AbiWord is simple. It can’t do much, but it can make a typed page look OK.
The challenge I run into is maintaining formatting across operating systems — specifically citations. Even something as simple as a hanging indent doesn’t seem to consistently remain when shipped (via RTF) from one OS to another.
I’ve spent some time with Google Docs, and while it’s very convenient, allowing me to work on articles across operating systems and physical computers, there’s definitely a lag when you work in it, and it’s just enough of a lag to be a dealbreaker for me. Plus, printing is a two-step process (download the PDF and print the PDF), although word on the street is that might be changing soon.
I could write locally, upload to Google Docs, format, and then download the converted file, but that too seems a step or two labor intensive.
For right now, I usually try and send out final drafts of articles from work, where I have access to Microsoft Word and can clean them up before shipping them off.
When I can’t get to my work PC, I just kind of ignore the formatting and trust editors to fix things for me. I like to imagine everything needs to be reformatted between my document and their pagination systems. But I also worry they think I don’t know how to do simple citation formatting.
To sort of remove this barrier once and for all, I’m getting ready to explore LaTeX, a document markup language.
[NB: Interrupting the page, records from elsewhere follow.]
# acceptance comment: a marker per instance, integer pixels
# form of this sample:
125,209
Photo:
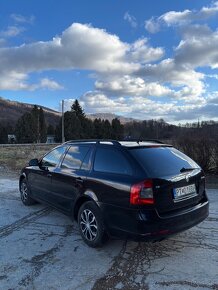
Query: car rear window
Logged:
111,161
162,161
75,156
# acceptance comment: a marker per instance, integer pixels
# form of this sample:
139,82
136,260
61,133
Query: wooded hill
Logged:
11,111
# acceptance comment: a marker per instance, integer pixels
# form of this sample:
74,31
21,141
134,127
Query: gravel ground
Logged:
42,249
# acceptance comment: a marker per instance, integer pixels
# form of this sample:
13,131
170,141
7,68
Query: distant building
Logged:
50,139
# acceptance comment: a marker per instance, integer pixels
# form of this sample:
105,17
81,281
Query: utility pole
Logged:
63,138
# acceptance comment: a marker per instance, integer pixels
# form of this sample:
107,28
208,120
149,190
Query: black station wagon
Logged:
139,190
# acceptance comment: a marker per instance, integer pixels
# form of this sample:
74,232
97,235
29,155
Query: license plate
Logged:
183,191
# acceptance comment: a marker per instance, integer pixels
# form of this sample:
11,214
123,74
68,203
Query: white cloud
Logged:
132,86
12,31
142,52
177,18
131,19
80,46
198,51
49,84
16,81
152,25
18,18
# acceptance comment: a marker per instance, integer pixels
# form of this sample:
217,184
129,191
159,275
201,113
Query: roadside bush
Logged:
200,149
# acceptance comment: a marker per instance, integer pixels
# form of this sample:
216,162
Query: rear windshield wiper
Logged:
183,169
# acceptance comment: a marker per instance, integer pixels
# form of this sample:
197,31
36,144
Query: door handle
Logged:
79,180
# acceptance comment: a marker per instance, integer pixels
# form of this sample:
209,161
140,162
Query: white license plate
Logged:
183,191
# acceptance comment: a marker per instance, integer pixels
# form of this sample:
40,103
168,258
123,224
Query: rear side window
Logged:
52,158
75,157
162,161
111,161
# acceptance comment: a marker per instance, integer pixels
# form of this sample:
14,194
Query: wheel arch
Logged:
23,176
87,196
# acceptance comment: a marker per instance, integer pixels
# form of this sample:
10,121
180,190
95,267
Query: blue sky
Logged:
140,59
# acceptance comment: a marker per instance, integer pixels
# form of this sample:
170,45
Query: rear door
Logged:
40,177
178,181
68,180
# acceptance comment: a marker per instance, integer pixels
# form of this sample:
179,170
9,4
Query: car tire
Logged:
91,225
25,193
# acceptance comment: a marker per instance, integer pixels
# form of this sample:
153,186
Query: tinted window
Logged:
113,161
162,161
75,156
52,158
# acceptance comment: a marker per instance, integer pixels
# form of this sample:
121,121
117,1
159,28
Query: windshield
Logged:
162,161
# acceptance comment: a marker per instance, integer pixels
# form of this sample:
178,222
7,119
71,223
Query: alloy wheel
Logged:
88,224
It’s very popular with math/science/technical people who need to use formulas in their documents, but I believe it also has a small following among control freaks, like myself, who want to control every aspect of their document themselves (not unlike AppleWorks used to allow me to do, back on my family’s IIe clone).
There’s a LaTeX plugin for gedit, so I’ll get to stick to my favorite editor. To move from LaTeX to RTF, I’ll probably use something like pandoc, which converts a variety of markup languages into other markup languages. I like the idea of LaTeX, because there are also ways to convert LaTeX outlines into presentations. Beamer is one such project.
(The lack of decent presentation software for Linux is another thorn in my side. I’m usually too rushed to use S5, so I wind up using PowerPoint at work.)
Moving files between Linux and Windows is much, much easier, but it still isn’t perfect. I’m hoping LaTeX will be the method to make sure more complex word processed documents look relatively close to the same on Linux machines and on Windows boxes.
Otherwise, I may develop a standard formatting disclaimer to send off with my Xubuntu-created word processed documents.